古文の中には現代語訳では理解しづらい言葉が多くあります。特に「とどめる」という言葉は、文脈によって異なる解釈を必要とします。この記事では、『源氏物語』を例にとり、なぜ「とどめる」が「治す」という意味になるのかを解説します。
「とどめる」の基本的な意味
「とどめる」という言葉は、現代語では「止める」と解釈されることが多いですが、古文ではその意味が異なる場合があります。古典文学における「とどめる」は、単に「止める」だけではなく、何かを完成させる、終わらせるというニュアンスも含まれています。特に病気に関連して使われる場合、「病気を治す」という意味を持つことがあるのです。

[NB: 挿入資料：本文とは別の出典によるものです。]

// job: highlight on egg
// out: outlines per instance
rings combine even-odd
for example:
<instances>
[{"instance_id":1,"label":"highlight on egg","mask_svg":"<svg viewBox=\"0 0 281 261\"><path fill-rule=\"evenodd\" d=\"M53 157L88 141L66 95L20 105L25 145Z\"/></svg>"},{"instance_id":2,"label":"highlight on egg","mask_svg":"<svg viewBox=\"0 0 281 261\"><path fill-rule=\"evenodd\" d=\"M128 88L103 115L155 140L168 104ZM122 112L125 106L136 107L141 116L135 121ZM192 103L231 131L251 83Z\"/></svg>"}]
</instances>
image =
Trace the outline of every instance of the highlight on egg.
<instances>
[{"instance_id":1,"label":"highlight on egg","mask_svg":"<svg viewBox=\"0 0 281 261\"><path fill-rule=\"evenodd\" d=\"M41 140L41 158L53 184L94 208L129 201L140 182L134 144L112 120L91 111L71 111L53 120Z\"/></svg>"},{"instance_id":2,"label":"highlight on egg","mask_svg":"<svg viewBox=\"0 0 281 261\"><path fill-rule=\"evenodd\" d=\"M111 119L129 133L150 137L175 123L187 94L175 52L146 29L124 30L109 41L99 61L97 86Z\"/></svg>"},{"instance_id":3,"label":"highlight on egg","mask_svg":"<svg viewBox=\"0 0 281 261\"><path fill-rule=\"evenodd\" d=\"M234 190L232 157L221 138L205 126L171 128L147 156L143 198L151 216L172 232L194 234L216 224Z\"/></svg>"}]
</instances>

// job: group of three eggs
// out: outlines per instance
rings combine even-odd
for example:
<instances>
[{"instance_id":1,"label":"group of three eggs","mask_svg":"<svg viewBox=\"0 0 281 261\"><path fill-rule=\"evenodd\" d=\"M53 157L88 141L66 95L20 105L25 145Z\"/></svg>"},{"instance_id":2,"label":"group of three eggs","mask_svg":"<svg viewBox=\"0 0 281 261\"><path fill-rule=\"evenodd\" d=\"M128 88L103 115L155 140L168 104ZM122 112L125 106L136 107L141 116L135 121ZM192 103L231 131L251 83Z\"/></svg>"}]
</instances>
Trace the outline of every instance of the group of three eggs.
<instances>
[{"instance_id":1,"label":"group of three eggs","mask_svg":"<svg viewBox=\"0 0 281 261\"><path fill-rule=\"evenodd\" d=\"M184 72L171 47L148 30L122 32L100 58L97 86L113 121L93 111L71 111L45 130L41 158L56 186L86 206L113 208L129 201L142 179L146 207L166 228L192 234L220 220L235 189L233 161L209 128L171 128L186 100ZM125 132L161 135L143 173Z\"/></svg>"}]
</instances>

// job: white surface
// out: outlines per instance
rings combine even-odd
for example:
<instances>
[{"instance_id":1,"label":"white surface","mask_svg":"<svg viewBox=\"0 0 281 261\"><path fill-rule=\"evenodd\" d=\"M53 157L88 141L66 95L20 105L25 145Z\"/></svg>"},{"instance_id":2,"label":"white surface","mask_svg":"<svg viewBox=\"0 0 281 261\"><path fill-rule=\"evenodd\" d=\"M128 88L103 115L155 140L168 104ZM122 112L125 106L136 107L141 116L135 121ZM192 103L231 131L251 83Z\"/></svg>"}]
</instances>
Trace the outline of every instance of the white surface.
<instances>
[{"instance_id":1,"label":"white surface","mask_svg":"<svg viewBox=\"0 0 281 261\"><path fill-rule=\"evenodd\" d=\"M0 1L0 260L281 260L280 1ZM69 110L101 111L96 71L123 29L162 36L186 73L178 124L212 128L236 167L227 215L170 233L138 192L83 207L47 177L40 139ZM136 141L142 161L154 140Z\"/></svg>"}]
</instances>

このように、古文の「とどめる」は、現代語の意味と異なり、病気を止める、治療するという積極的な意味を含んでいます。
『源氏物語』における「とどめる」の使われ方
『源氏物語』の中で「とどめる」という言葉は、病気を治すために祈祷や治療が行われるシーンで使われています。特に「去年の夏も世におこりて、人びとまじなひわづらひしを、やがてとどむるたぐひ、あまたはべりき」という部分で、病気を治すことを意味しています。
ここで「まじなひわづらひし」という表現は、「祈りを捧げて苦しんでいる」という意味ですが、病気が流行し、人々が祈っても効果がなかったことを示しています。その後、「とどめる」という言葉が、実際に病気を治すことを示唆しており、神聖な修行僧がその役割を果たしていることが描かれています。
「わづらふ」の意味と文脈
「わづらふ」という言葉は、「心身の苦痛」を表す意味もありますが、ここでは「難渋する」「苦しむ」「病気になる」という意味で使われています。つまり、病気になったり、病気に苦しむ様子を示すため、「わづらふ」が使われているのです。
そのため、「とどめる」を「治す」という意味で解釈するのは、文脈的に非常に適切であり、現代語訳においてもそのように理解されることが多いです。
現代語訳の注意点
現代語訳をする際、古文の言葉には現代語にない意味やニュアンスが込められていることを理解することが大切です。「とどめる」や「わづらふ」など、古語の解釈は文脈に依存することが多く、直訳では意味が伝わらないこともあります。
そのため、辞書だけに頼らず、文全体を通して意味を把握し、適切な現代語に訳すことが必要です。
まとめ
「とどめる」は、現代語では「止める」と理解されがちですが、古文においては「病気を治す」という積極的な意味を持つことがあります。『源氏物語』における使用例を通じて、古語のニュアンスを理解し、現代語に正確に訳すことの重要性を確認できました。古文の解釈には文脈の理解が不可欠であり、辞書だけでは解決できない場合も多いことを知っておきましょう。